With the exception of chronic lung disease, the presence of underlying diseases was not independently associated with increased mortality, the researchers conclude.
Furthermore, the authors of the article write that mortality appears to depend on age, severity of disease, and degree of organ failure, rather than on existing underlying diseases, so-called comorbidities.
In their analysis, the Swedish researchers were unable to link diabetes, obesity, high blood pressure, chronic heart disease or chronic kidney failure with higher mortality among COVID-19 patients in intensive care.
– surprising
However, the researchers found that mortality increased dramatically with age.
While only 13.1 percent of patients younger than 50 died, the death rate was 60.4 percent among patients older than 80.
– That arterial hypertension, chronic heart disease and obesity were not significant in our multivariate analysis was surprising. I want to emphasize that these factors still posed a risk when examined individually, in a so-called univariate analysis, study first author Michelle Chew tells Dagbladet.
He emphasizes that the study deals exclusively with the results after intensive care.
– Chronic diseases that require medical attention have previously been identified as a risk of developing covid-19. Our results do not mean that these diseases are harmless for COVID-19. However, the incidence of organ failure and the degree of lung failure were major risk factors for death, emphasizing the importance of preventing organ failure and worsening lung status when patients develop coronavirus disease, Chew says.

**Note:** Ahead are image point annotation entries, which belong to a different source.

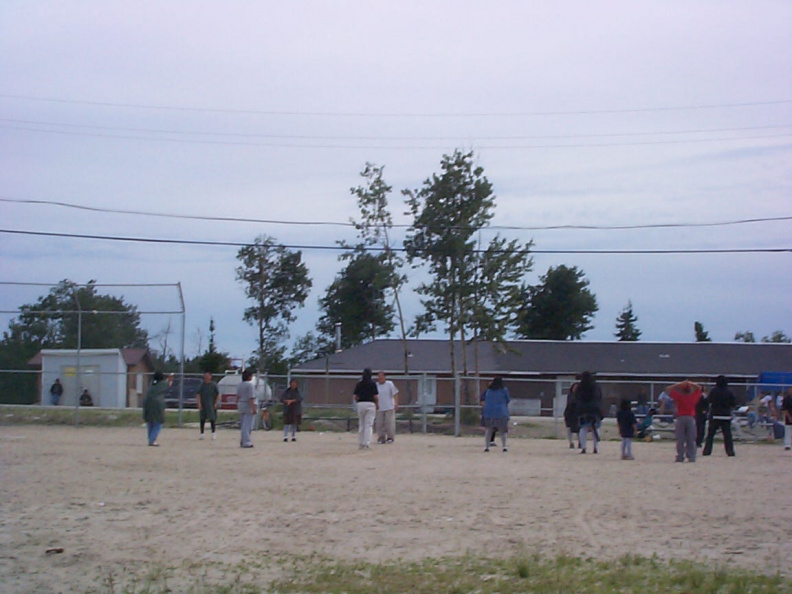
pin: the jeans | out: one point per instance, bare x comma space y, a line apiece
626, 447
366, 413
153, 431
386, 424
728, 443
245, 426
685, 433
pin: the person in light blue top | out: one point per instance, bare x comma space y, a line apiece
496, 412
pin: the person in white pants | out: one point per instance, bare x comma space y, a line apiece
386, 411
366, 398
786, 410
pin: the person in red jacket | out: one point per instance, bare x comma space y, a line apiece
685, 395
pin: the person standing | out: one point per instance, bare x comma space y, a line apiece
786, 411
571, 417
56, 391
246, 405
685, 395
721, 405
154, 407
366, 398
496, 412
208, 398
627, 427
589, 404
292, 410
702, 415
386, 412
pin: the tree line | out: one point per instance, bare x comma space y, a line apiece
474, 289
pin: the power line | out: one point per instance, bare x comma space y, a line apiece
407, 226
381, 249
394, 138
386, 147
391, 114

She points out as positive that only one in four, who had to be in intensive care due to covid-19, died.
– Is not easy
Deputy Health Director Espen Rostrup Nakstad believes that the Swedish study as a whole does not provide much new clinical insights that can be used in treating patients, but that it complements the general knowledge base on covid-19.
He also notes that it can be difficult to distinguish factors such as age, underlying disease, and organ failure during intensive care as a cause of increased mortality, as these three factors are related.
– Many older people have, for example, underlying diseases such as high blood pressure, cardiovascular disease and diabetes. Therefore, it is easy to point to them as the main cause of a severe disease course in covid-19, as the authors of this Swedish study also point out. As we know, the same patients also have old age, which is a strong and independent risk factor, and there is always a failure in one or more organ systems that leads them to the intensive care unit, says the man from the Directorate of Health of Norway and adds:
– Therefore, it is not so easy to conclude with clear isolated causal relationships between risk factors and death in covid-19, but the association is that old age means a lot in most studies. It’s also pretty obvious that serious illnesses are more strongly correlated with death than non-serious illnesses, Nakstad says.
You have to be careful
The professor of anesthesia and intensive care at Lund University and chief physician in Malmö, Jonas Åkesson, emphasizes that the study results do not exclude a connection between the underlying diseases and the fatal course of COVID-19.
– I am surprised that lung diseases were the only underlying disease that prevailed, but we cannot conclude that there are no other connections. My particular view remains that people with serious chronic illnesses should be careful in crown times, Åkesson tells Swedish Radio.